How network security moved from state machines to learned behavior
Before transformers entered cybersecurity, some of the most effective intrusion detection systems were already behavioral. Long before the term “foundation model” existed, researchers recognized that signatures and static indicators were insufficient, what mattered was how systems behaved over time.
One of the most influential approaches from that era modeled network traffic as chains of behavioral states, using probabilistic techniques such as Markov models. These systems deserve credit: they were principled, explainable, and within the constraints of their time, remarkably effective.
But they also reveal, very clearly, where the ceiling was.
State-based IDS: behavior as symbols
State-based behavioral IDS systems begin with a crucial assumption:
Network behavior can be discretized into a small number of meaningful states.
Raw NetFlow records are first compressed into a handful of hand-engineered features typically things like size, duration, and periodicity. Each flow is then mapped to a discrete state, producing a symbolic sequence such as:
a → a → b → c → a → …
Once behavior has been reduced to a sequence of symbols, classical probabilistic tools become viable. Most notably, Markov chains are used to model the probability of transitioning from one state to the next.
Mathematically, the system assumes:
[ P(S_t \mid S_{t-1}) ]
Meaning: the future depends only on the present state.
This is the defining property of Markovian behavior.
Why Markov models worked and why they stopped scaling
Markov models were a smart choice at the time:
- They are computationally cheap
- They are interpretable
- They work well when behavior is highly regular (as early botnet C2 traffic often was)
- They allow long sequences to be summarized statistically
But they also impose a hard ceiling.
Once behavior is reduced to:
- a fixed set of states
- coarse thresholds
- first-order transitions
the model can no longer reason about:
- long-range dependencies
- multi-phase attacks
- delayed causality
- behavior that does not neatly repeat
Everything beyond the immediately previous state is either lost or approximated away.
In practice, this meant that defenders had to predefine what kinds of behavior mattered and accept that anything outside those definitions would be invisible.
Transformers and LogLM: behavior without Markov assumptions
Transformer-based models including DeepTempo’s LogLM remove this assumption entirely.
Instead of asking:
“What state is this flow in?”
LogLM asks:
“What does this sequence of events mean in context?”
There are no predefined states.
There is no fixed alphabet.
There is no assumption that behavior is Markovian.

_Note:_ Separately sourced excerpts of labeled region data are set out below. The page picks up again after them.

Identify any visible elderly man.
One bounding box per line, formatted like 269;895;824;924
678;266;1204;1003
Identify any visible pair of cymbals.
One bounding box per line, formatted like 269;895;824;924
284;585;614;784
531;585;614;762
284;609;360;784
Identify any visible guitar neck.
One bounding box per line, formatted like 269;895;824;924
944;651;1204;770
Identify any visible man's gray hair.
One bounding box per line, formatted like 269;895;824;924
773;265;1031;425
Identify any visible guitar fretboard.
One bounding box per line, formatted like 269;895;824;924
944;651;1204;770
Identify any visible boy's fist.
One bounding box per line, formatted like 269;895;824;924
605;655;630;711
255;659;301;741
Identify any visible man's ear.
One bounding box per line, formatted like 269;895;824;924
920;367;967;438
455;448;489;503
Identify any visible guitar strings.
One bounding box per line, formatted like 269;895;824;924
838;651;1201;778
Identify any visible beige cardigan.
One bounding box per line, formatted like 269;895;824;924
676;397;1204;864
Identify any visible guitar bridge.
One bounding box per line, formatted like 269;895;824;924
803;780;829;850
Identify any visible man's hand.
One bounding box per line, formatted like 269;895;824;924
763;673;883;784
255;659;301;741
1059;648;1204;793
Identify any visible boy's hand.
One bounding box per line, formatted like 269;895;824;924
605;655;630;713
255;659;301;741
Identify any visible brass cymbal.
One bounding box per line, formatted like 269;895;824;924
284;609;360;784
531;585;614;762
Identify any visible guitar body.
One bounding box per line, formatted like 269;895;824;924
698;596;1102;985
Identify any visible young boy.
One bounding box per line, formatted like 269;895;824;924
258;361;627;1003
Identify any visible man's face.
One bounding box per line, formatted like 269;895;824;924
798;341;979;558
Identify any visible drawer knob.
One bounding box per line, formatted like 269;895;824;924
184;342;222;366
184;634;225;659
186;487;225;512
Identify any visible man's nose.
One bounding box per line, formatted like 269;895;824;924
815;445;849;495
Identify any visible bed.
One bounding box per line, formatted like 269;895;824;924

A transformer models with learned relevance, not fixed memory.
Any event can attend to any other, whether it occurred seconds ago or hours ago. Periodicity, silence, bursts, role changes, and phase shifts are all learned implicitly as part of the representation.
From state transitions to behavioral meaning
This shift mirrors what happened in natural language processing:
- State-based IDS ≈ hand-crafted grammars and n-grams
- LogLM ≈ learned embeddings and attention
Where older systems reasoned over state transitions, LogLM reasons over behavioral similarity:
- Does this sequence look like known command-and-control behavior?
- Is this relationship drifting toward known malicious campaigns?
- Which prior behaviors, even distant ones, are relevant now?
These questions simply cannot be answered under a Markov assumption.
The key difference, stated plainly
Markov IDS systems assume behavior is memoryless beyond the last step.
LogLM learns how much memory behavior actually requires.
Sometimes behavior is close to Markovian and the model learns that.
Often, especially with modern attackers, it is not and the model adapts.
That flexibility is the real breakthrough.
A respectful conclusion
State-based and Markov IDS systems were not wrong. They represented the best possible abstraction given the data, compute, and learning theory available at the time.
LogLM and transformer-based behavioral models don’t reject that lineage, they complete it.
They remove the need to define behavior in advance, and instead let behavior reveal itself.
That’s the difference between modeling states and learning behavior.